DH: As far as getting results in competition. There has to be a little more desire. For example before I went on my road trip and quit cycling, I was thinking about becoming a yoga instructor, which follows that same premise of connecting mind and body but it wasn’t as adventurous as bike racing. At the end of the day I really love to ride my bike, that’s what it really comes down to and I want to do it all the time.
Bike racing allows me to do that. When I can’t race a bike anymore I want to do adventure touring and hopefully get paid to do that. I view bike racing as a way to pay the bills and ride my bike at the same time. If there were another way to do it and pay the bills I would.
In many ways bike racing is what I’m most scared of. When it comes to cycling there’s a lot of unknown factors, its dangerous and there’s a lot of things I’m not good at. There’s a lot of things I don’t know. I see your point for sure.
RJG: Do you like that engagement with fear?
DH: I don’t. At the end of the day bike racing is scary, but I keep doing it. A lot of it comes back to the sport. I wanted to see how far I could take this thing. How far I could go with it. Its the unknown and it was the same thing with the road trip. I like unknowns.
RJG: I think one of the things that interests me most when I’m watching races is what’s happening to in the racers mind. I wasn’t’ there when you won the crit at Tour of Gila by going into a solo move.[ed note: Dan Harm won the cat 1/elite crit at the 2012 Tour of Gila by attacking the field and soloing for the win] You weren’t a crit specialist
DH: No, not until the middle of last year. I was the antithesis of a crit specialist.
RJG: You were primarily a TT specialist.
DH: And the reason I was a Time Trial specialist and the reason I was a track specialist, was because I sucked at crits. That’s why I was interested in track racing and ultimately why I was happy switching to the road. Because I realized that transition was facing a huge fear. So yeah I was a horrible bike handler and if I really wanted to be a bike racer then I needed to learn how to race my bike.
That was a mental switch to maturity. The road trip forced maturity on me and allowed me to become a more mature bike racer. Allowing me to honestly assess what I was not good at.
The background story to the crit was the week prior I had tried the exact same move. I tried it three or four laps earlier and got caught two laps before the finish. For the Gila crit everything just came together.
Also Silver City is beautiful, there was a full moon. It was a good race. It was perfect. It was one of those things where there were no problems at all. Making it happen comes from failing a lot [laughs]
RJG: During a TT. What’s happening inside your head? Are you pacing or engaging in the pain of the race, facing yourself? Is there some kind of self talk that is happening?
DH: I always do time trials naked. Never do power. Never do heart rate. I never do a TT with that information so its always just on intuition. Time trials have always been a psychological struggle with me. Because my best TT was when I first got back and since then I’ve had some good results (ed note: Dan took 2nd in the 2010 Elite National Time Trial), but none as satisfying. I’ve been trying to figure out how do I get back to that level.
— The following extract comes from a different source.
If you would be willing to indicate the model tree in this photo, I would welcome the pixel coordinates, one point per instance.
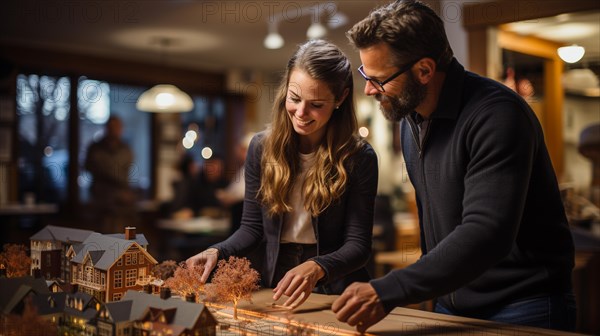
(186, 280)
(233, 281)
(15, 260)
(165, 269)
I got a lot of proof at Time Trial Nationals where I got second and there was a sense of urgency. This flight or fight kind of thing. So I’ve been trying to figure out how to get back to that intensity. To get results, but in a more calm manor.
But to answer your question simply. I think that what drives me in a TT has changed. It used to be how hard can I punish myself. I think that as I’ve gotten older its a bit more calm and I don’t know if that’s why my TT results haven’t been more stellar and why I’ve been drawn closer to road races and lead outs in crits.
But really it’s just about seeing how deep you can go.